E esta rodovia federal, por sua vez, também foi concedida ao consórcio Caminhos da Celulose. E, assim como a MS-040, no últimos meses foi tomada por uma série de buracos entre Nova Alvorada do Sul e a ponte sobre o Rio Paraná, em Bataguassu. O problema chegou à Assembleia Legislativa e o deputado Renato Câmara (MDB) cobrou o DNIT para que recupere a rodovia. 

Além da MS-040 e da BR-267, o consórcio Caminhos da Celulose também assumiu a manutenção da BR-262, entre Campo Grande e Três Lagoas, pelos próximos 30 anos. 

Buracos na altura do quilômetro 103 da MS-040 obrigam caminhoneiros a invadirem a pista contrária para afastar risco de danosCaminhoneiro trafega pela contramão para desviar de buraco na MS-040

O contrato prevê, entre outras obras, 115 quilômetros de duplicações, 457 quilômetros de acostamentos, 245 quilômetros de terceiras faixas, 12 quilômetros de marginais e 38 quilômetros de contornos urbanos nas cidades de Ribas do Rio Pardo, Água Clara e Bataguassu. 

A previsão é de que a cobrança de pedágio, a partir de fevereiro do próximo ano, seja automático (Free-Flow), sem cabines de cobrança.

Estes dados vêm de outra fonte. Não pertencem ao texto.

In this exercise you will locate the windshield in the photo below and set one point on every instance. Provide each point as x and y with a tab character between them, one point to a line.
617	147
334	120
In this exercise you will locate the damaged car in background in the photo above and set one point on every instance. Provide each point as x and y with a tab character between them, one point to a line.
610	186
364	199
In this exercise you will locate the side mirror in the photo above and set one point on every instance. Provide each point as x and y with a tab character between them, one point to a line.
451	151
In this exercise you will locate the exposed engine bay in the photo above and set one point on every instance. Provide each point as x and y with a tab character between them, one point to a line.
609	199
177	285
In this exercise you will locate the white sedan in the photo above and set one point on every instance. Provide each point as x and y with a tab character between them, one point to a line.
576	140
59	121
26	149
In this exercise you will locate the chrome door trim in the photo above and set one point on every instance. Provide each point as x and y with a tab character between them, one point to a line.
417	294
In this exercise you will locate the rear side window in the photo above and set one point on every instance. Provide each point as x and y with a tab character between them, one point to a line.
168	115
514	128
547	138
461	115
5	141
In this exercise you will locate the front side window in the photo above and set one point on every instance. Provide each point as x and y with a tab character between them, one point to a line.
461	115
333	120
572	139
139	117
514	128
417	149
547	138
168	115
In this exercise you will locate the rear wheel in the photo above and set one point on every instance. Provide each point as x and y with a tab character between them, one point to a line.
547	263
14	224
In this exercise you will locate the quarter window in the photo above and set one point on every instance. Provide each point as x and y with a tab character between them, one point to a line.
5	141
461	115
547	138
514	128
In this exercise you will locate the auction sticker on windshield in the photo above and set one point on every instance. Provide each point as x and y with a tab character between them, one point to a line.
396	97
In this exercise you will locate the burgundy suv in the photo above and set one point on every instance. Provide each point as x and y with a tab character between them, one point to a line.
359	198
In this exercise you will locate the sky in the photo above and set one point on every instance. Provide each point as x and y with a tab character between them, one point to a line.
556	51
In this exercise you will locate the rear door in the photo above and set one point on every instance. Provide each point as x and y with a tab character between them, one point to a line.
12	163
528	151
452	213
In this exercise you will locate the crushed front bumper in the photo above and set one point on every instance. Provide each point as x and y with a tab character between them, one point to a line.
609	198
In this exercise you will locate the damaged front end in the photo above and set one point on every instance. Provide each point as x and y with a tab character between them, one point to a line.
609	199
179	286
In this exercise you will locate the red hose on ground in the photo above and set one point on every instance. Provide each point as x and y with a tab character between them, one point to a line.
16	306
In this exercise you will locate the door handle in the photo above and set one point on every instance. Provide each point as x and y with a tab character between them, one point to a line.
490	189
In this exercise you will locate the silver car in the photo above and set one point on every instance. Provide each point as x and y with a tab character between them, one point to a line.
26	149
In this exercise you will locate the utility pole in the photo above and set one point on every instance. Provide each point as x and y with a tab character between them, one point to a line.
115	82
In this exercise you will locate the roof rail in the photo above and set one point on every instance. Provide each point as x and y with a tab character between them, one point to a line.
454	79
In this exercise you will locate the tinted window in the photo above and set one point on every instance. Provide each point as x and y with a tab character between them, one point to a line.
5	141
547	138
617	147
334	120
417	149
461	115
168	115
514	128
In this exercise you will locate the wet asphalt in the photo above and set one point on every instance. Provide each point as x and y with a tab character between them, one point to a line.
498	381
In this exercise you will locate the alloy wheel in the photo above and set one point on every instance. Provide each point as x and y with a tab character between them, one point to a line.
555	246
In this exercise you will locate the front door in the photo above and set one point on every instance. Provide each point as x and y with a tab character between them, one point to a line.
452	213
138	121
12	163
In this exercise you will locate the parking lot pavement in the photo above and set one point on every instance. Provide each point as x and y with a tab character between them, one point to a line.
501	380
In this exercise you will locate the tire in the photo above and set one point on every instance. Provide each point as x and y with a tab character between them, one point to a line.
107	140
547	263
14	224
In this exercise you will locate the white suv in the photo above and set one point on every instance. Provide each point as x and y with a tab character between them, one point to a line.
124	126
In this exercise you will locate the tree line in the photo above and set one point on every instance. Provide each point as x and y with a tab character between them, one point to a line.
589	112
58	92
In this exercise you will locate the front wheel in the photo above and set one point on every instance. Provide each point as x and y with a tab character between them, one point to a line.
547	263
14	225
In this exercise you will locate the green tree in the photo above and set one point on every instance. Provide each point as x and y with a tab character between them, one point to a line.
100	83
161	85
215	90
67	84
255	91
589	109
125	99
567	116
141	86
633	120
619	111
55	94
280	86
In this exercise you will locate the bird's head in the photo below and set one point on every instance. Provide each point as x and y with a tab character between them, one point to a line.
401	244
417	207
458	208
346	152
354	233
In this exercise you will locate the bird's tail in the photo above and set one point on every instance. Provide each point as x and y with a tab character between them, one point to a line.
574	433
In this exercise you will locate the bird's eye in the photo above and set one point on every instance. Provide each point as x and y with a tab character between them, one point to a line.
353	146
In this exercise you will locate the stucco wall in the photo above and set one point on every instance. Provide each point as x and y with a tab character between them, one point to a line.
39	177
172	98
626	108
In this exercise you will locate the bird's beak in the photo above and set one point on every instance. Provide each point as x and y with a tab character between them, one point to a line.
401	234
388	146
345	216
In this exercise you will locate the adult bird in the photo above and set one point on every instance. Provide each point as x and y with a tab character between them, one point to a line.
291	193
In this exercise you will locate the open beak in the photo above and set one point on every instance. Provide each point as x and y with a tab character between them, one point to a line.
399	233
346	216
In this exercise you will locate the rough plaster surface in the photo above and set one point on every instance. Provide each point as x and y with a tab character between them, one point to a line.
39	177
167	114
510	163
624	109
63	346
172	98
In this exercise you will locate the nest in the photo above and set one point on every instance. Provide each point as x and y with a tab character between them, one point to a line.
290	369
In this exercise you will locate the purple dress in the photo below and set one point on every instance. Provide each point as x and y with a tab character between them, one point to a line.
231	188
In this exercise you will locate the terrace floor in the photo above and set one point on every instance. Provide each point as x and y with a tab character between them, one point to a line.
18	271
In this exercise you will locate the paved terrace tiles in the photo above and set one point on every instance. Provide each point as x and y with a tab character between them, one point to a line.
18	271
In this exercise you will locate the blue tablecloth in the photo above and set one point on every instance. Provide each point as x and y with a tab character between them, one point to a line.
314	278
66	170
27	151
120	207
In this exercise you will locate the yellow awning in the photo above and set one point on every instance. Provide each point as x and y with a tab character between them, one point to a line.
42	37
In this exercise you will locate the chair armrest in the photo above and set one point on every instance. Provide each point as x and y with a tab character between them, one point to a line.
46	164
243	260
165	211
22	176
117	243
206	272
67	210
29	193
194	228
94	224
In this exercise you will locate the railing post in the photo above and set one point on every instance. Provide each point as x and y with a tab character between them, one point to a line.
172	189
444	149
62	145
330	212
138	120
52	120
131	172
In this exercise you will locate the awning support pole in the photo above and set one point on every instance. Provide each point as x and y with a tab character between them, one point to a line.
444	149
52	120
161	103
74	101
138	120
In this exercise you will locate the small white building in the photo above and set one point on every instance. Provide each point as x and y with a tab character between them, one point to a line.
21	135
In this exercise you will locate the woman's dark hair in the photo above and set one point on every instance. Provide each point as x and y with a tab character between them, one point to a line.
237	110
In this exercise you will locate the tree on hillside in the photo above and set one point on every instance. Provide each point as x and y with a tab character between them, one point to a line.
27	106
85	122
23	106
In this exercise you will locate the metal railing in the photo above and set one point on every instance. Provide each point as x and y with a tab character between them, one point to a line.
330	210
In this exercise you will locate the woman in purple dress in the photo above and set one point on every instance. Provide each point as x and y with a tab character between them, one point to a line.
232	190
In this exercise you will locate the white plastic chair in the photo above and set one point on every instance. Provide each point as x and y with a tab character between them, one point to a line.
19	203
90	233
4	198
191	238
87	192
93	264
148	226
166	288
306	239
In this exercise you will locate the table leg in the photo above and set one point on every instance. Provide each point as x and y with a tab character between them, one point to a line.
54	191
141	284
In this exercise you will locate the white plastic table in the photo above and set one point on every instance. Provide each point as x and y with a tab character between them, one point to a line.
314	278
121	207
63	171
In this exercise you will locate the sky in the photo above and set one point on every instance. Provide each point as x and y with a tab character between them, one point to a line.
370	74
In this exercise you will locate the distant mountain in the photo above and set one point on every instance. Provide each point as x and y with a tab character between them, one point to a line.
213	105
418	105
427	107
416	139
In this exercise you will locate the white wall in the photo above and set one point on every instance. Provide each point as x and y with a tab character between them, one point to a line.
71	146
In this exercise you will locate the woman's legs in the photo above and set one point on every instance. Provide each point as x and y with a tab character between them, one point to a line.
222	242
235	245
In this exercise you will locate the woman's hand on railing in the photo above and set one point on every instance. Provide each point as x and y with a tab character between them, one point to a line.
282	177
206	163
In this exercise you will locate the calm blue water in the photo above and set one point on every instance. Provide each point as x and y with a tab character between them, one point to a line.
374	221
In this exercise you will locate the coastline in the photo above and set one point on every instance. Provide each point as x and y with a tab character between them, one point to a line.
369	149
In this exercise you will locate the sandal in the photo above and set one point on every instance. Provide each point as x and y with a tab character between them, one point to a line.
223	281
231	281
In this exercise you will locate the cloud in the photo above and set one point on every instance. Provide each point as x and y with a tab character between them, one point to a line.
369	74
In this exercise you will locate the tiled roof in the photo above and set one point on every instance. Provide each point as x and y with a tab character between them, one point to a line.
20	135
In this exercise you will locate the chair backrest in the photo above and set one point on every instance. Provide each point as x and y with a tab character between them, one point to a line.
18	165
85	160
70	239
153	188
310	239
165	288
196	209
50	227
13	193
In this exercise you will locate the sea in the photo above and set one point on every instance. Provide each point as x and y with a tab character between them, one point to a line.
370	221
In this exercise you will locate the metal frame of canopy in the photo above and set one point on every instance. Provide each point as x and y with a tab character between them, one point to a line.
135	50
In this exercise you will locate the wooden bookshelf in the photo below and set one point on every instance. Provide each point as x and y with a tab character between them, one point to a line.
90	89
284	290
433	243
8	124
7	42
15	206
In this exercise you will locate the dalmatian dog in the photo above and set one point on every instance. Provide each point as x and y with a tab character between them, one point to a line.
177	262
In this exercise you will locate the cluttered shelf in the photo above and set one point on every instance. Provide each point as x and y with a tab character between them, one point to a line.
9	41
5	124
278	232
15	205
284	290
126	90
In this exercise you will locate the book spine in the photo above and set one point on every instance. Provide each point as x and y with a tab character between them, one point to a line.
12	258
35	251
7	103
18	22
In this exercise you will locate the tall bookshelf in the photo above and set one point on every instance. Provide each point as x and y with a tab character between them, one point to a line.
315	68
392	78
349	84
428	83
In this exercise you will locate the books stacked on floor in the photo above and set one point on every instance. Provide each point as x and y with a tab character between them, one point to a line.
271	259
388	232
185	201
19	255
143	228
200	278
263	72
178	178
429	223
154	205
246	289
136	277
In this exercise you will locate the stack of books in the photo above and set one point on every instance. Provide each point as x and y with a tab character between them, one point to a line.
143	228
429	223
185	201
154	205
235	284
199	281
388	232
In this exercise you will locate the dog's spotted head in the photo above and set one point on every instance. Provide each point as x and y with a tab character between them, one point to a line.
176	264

Ao passar pelo pórtico de pedágio a cobrança será realizada conforme a escolha do motorista.

As opções são por TAG eletrônica afixada no parabrisa do veículo, site ou aplicativo da concessionária ou mesmo por pontos físicos ao longo da rodovia (postos de atendimento, SAU, postos de combustíveis ou restaurantes credenciados).